The first lesson, and one we keep forgetting, is that it can take many studies before we get to the truth. In all three of these conditions, the evidence for an association with glaucoma is contradictory. Further large studies are required to gather more data and shed some light on these potential associations with POAG. So what do we do, and what do we tell our patients? Well, it’s never a bad idea to more thoroughly examine patients with systemic conditions such as these for early signs of glaucoma. You could even outline that there may be a link between diabetes, obesity, hypertension, and glaucoma. Anything to encourage patients to take care of themselves is a good thing. Just don’t be too sure or hung up on the risks.


Is DCR worth the risk in elderly patients?

Dacryocystorhinostomy for Acquired Nasolacrimal Duct Stenosis in the Elderly (> 80 Years of Age)

Tooley AA, Klingler KN, Bartley GB, et al. Ophthalmol 2017; 124: 263-267

The purpose of this retrospective cohort study was to examine surgical outcomes and complication rates of dacryocystorhinostomy (DCR) in an elderly population. The incidence of acquired nasolacrimal duct obstruction (NLDO) increases with age. Its definitive treatment, DCR, has a high success rate (80%-100%) with a low complication rate (1%-6%), but surgical outcomes specifically for elderly patients have not been previously reported. Patients 80 years of age or older who underwent external DCR at the Mayo Clinic between January 1, 1990, and December 31, 2010 (42 DCRs in 32 patients), were compared with a matched control group of younger patients (40-79 years of age) who underwent external DCR by the same surgeons (73 DCRs in 63 patients). The medical charts of those patients were reviewed. Data included symptomatic relief and complications such as tube protrusion, infection, persistent bleeding, and return to operating room. Statistical analysis included a 2-sample t test to compare continuous variables, chi-square testing for categorical comparisons, and the generalised estimating equation model to control for nonidependence. The main outcome measure was symptomatic improvement at last follow-up.
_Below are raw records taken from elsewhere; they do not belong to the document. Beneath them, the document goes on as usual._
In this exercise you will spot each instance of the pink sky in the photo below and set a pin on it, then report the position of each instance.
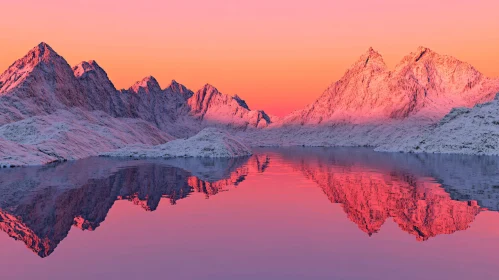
(278, 55)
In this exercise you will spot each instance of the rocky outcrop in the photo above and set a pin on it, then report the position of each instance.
(217, 109)
(424, 84)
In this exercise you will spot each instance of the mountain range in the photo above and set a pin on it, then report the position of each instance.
(52, 111)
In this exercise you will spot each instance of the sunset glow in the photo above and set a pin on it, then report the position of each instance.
(277, 55)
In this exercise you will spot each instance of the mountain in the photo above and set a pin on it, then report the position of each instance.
(424, 84)
(464, 131)
(38, 84)
(212, 107)
(50, 111)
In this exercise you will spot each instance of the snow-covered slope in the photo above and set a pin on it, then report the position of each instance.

Secondary end points included anatomic patency, adverse event rate, and return to operating room within 1 month of surgery.
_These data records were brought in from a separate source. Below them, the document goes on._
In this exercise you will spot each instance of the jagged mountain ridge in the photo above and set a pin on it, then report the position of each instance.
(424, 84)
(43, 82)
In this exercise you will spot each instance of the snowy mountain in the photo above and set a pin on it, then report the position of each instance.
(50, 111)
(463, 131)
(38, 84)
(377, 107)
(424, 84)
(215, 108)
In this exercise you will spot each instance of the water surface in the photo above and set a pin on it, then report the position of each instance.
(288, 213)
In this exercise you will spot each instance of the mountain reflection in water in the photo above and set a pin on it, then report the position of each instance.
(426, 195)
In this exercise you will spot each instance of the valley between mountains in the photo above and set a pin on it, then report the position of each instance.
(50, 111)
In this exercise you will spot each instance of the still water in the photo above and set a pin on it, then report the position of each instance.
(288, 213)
Results showed that resolution of symptom rate at last follow-up was 64% in the elderly group vs 86% in the younger cohort (P = 0.02). There was no difference between groups with respect to common postoperative complications, although there was a higher rate of predefined serious complications in the elderly group (5 events vs 1 event; P = 0.01). There was no difference between groups regarding the need for additional eyelid surgery (P = 0.30).
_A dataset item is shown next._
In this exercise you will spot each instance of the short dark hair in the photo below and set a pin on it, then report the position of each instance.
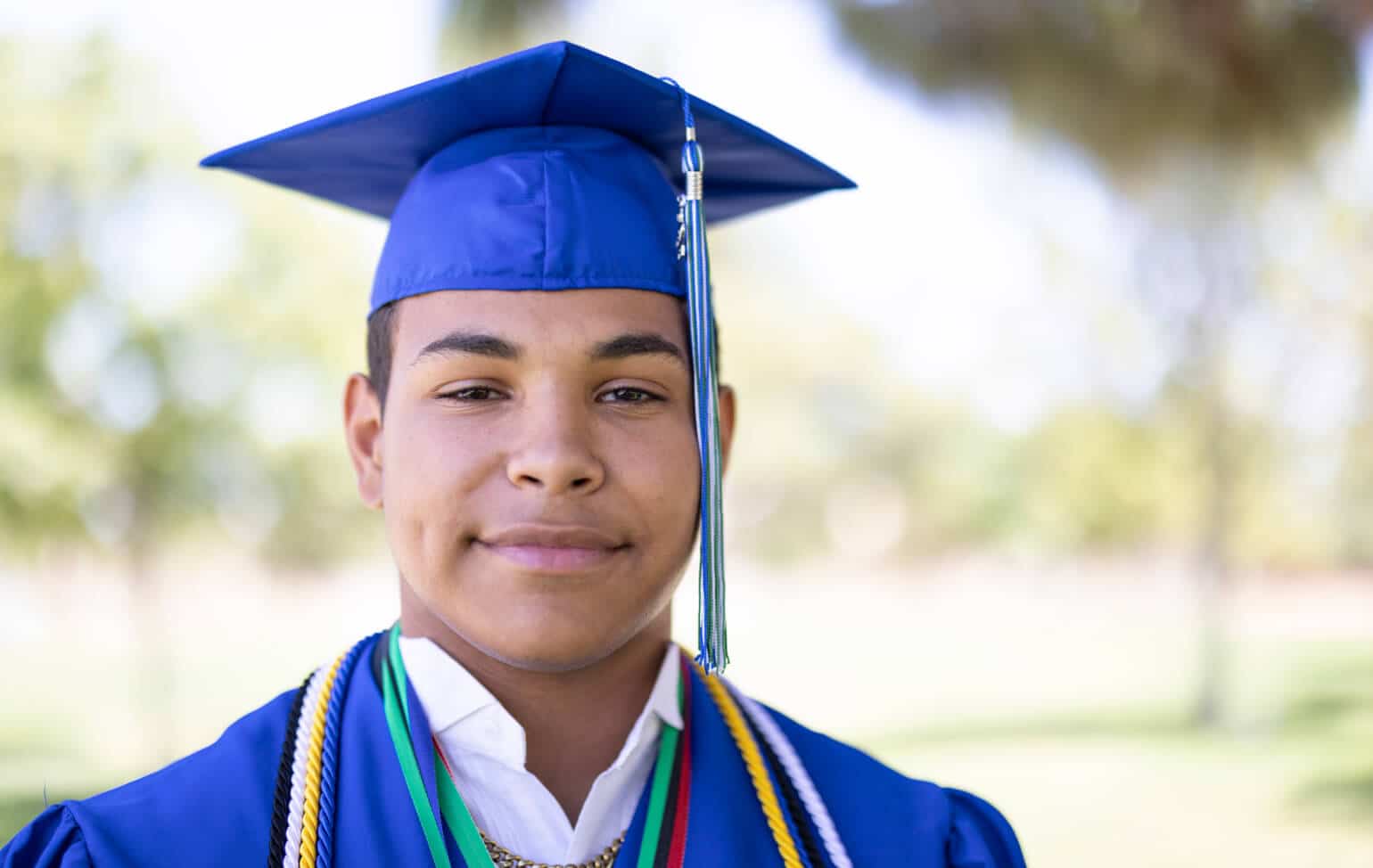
(381, 348)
The authors conclude that although most elderly patients experience symptom resolution after DCR, the rate of symptom resolution was lower than that of younger patients. The risk of routine complications was similar between the groups. However, the risk of serious complications was higher in the elderly group.

My comment:

Nasolacrimal duct obstruction is common in the elderly. Although tear production also drops, disabling epiphora is often a problem. This study reinforces however that DCR should be approached with caution in older patients. Increasing age is an independent risk factor for perioperative complications and postoperative mortality. With an ageing population, the effect of age on surgical outcomes is becoming more relevant. In the case of DCRs in everyday practice, it is important to consider the risks vs benefits for elderly patients given that the symptom resolution rate is lower compared to younger patients and the risk of serious complications is higher. Put bluntly, having a cardiac event or stroke is worse than having epiphora. Older patients need more careful counselling prior to undertaking a DCR and surgery under local anesthesia should be considered.